Who Pays for Repairs? Check the Condo Bylaws

New York City

A leaky drain roof damaged the designer cabinets in the condo's penthouse. Who pays?

Sept. 22, 2020 — After a disastrous leak, it was board versus aggrieved unit-owner.

A drain on a condominium’s roof – a common element – leaked water into the penthouse apartment, destroying newly installed designer cabinets. Does this mean that the condo board – and therefore all unit-owners – are responsible for replacing those expensive cabinets?

Perhaps.

The declaration and bylaws of a condominium govern who is responsible for repairs to the units. Typically, the bylaws contain a section titled "Maintenance and Repairs” that sets forth the items to be maintained, replaced, or repaired by the condominium board (at the expense of all unit-owners) and those that are the responsibility of individual unit-owners. As a rule, unit-owners are responsible for all repairs in and to their units.

Therefore, the first step in determining responsibility for damage to a unit is to review the declaration for the definition of “unit.” That definition should include a very detailed description of which components are included and which are excluded, and it will also spell out the method of measuring the boundaries of a unit. If the damage falls outside of the definition of unit, the board (and therefore all of the unit-owners) are usually responsible for the cost of repair.

However, if the damage is in or to the unit, there is a second step in the analysis before you can conclude that repairs are the unit-owner’s responsibility. You must determine whether the leak falls under the definition of a “casualty.” If it does, the answer lies in another section of the bylaws titled “Repair or Reconstruction After Fire or Other Casualty.” This section will often result in a completely different outcome than the “Maintenance and Repairs” provision.

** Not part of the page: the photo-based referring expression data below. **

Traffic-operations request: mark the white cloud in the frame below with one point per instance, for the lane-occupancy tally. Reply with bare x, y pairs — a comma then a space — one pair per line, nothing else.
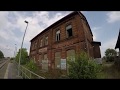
113, 16
12, 24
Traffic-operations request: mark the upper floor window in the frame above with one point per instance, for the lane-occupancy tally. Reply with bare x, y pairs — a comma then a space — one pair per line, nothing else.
46, 40
58, 35
35, 44
69, 31
41, 43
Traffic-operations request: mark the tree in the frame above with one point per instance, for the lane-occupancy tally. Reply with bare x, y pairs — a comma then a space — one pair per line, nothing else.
1, 54
110, 54
24, 56
83, 67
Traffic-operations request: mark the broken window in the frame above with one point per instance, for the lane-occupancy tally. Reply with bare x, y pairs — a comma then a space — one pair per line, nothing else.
41, 43
46, 41
69, 31
58, 35
57, 60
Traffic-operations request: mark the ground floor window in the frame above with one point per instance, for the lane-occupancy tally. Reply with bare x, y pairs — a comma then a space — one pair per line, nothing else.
57, 60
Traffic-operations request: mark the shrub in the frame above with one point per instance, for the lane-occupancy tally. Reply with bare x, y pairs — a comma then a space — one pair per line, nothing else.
83, 67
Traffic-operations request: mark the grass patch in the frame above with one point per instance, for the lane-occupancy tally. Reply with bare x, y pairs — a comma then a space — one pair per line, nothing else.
109, 71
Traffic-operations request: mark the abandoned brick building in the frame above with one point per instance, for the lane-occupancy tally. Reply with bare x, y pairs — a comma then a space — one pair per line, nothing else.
64, 38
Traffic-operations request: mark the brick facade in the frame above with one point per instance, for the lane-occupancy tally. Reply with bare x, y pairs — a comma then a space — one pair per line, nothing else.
81, 39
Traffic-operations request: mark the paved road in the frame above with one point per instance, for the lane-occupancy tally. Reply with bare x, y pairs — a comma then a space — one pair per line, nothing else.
9, 71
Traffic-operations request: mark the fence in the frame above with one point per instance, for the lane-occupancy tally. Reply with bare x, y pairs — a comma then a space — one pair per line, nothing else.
27, 74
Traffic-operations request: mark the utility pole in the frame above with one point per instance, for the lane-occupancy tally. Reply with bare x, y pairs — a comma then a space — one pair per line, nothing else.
87, 48
21, 48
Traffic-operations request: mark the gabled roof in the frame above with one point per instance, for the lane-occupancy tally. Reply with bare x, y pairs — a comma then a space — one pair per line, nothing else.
118, 41
95, 42
64, 18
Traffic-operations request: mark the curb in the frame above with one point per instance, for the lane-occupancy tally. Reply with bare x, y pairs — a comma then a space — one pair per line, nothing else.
2, 64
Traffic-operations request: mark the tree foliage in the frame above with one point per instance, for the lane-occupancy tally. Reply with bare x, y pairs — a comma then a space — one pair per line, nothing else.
24, 56
83, 67
1, 54
110, 54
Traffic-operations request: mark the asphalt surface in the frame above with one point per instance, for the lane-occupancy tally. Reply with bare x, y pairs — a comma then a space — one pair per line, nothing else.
8, 70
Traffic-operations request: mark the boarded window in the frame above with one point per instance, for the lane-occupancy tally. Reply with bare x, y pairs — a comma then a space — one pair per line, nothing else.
41, 43
70, 56
69, 31
46, 41
40, 60
57, 60
45, 62
58, 35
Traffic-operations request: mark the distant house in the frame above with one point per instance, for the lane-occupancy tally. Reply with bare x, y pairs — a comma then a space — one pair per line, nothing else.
69, 35
118, 43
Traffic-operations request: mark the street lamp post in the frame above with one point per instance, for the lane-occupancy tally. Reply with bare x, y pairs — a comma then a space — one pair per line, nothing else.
15, 51
21, 48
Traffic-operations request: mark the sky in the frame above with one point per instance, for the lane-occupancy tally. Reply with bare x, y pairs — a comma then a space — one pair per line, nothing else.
105, 27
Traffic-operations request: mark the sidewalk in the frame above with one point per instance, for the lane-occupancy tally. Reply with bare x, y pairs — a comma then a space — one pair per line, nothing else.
11, 72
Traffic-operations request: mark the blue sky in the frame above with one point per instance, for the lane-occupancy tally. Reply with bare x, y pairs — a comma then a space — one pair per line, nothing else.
104, 25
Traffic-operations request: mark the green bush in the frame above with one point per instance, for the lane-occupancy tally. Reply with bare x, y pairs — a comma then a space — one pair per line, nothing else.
83, 67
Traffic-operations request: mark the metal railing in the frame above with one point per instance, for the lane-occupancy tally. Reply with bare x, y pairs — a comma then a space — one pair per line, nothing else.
27, 74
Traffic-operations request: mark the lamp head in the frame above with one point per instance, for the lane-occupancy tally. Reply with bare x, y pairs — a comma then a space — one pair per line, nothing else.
26, 21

Courts in New York have defined “casualty” as a loss due to an accident or to a sudden or unexpected event. The definition of “casualty” was further delineated in 45 Broadway Owner v. NYSA-ILA Pension Trust. The issue here was whether a flood resulting from a rusted gauge on an HVAC system constituted a casualty. Reversing the lower court’s decision, the appellate court found that a casualty need not be an act of God but rather can be an “accident” or an “unfortunate occurrence” which may include damage stemming from human error, such as a failure to perform maintenance to the HVAC system. The court explained that the definition of “casualty” hinges on the description of the event rather than the cause of that event. Accordingly, the court found that, although the damage caused by the corroded gauge would not itself be considered a casualty, the sudden and unexpected flood that occurred at the building did constitute a casualty – even if gradual corrosion triggered that sudden event.

In our scenario, the leak that damaged the penthouse cabinets was caused by the deterioration of the rubber on the clamps holding the roof drain piping. The key question, however, is whether the damage to the cabinets was due to a continuous, slow leak or to a sudden, unexpected leak such as burst pipe. If it was a continuous or a prolonged leak, a court will most likely find, in accordance with 45 Broadway Owner, that such damage is not a casualty. Therefore, the section of the by-laws relating to “Maintenance and Repairs” will govern, making the unit-owner responsible for the cost of repairing the cabinets. Alternatively, if the leak damage was caused by a rupture, then such damage will likely be considered a casualty, and the “Repair or Reconstruction After Fire or Other Casualty” will govern, typically shifting the cost of the repairs to the condominium, even if the triggering event that caused the damage was ongoing.

Read the bylaw provision closely. The board may be responsible only for the cost of restoring the cabinets to their original condition – and not for the full cost of the designer cabinets that were installed by the unit-owner. If the cost of the repair is high, the board and the property manager should make a claim on the board’s insurance policy right away and work with counsel to ensure that the insurance carrier understands the facts that render the event a casualty.

Leni Morrison Cummins is a member and Jennifer D. Miller is counsel at the law firm Cozen O’Connor.